Afterwards, the helpful staff showed me the remnants of the candle stubs, filled with a hideous waxy detritus which they claimed were the contents of my ‘contaminated’ ears, now supposedly sparkling clean. I left bemused, but relatively calm – until I did the research I should have done before. Apparently a lit, hollow candle doesn’t develop any suction, and can’t remove ear wax.  Apparently the residue you are shown comes from the candle itself, not from your ears. Apparently, accidents where boiling wax runs down the candle into one’s ear canal are common, and there are even cases of eardrums being burnt completely through. The lessons here for me? I will research stuff before I commit to what could be a dangerous procedure. I will accept my disabilities and frailties and not look for whacko solutions, because there are no easy fixes – not for hearing loss anyway.
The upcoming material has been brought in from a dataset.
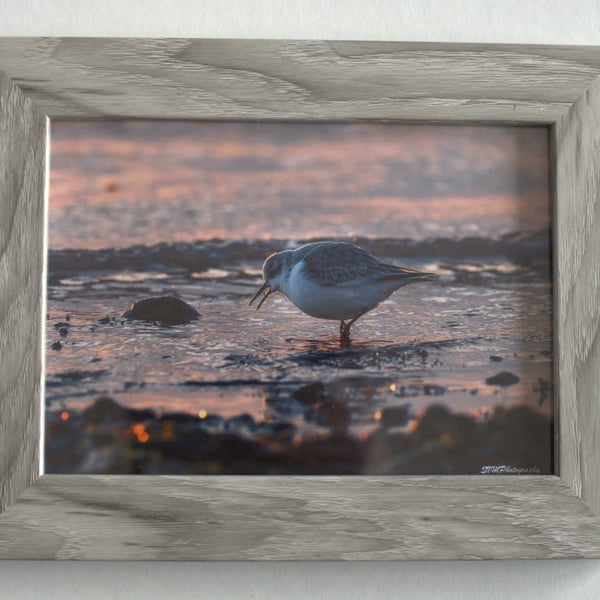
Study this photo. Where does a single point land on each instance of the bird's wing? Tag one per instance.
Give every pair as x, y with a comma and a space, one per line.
342, 263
So watch out people, here I come. I’m the guy who will look the wrong way when called, and I will in all probability insult you because I didn’t really hear what you said. My conversations in crowded, noisy bars will be nonsensical. At least I’ll fit right in. And I will most likely run into you with my motorbike (yes, the girl’s bike) despite your loud and insistent beeping. You have been warned.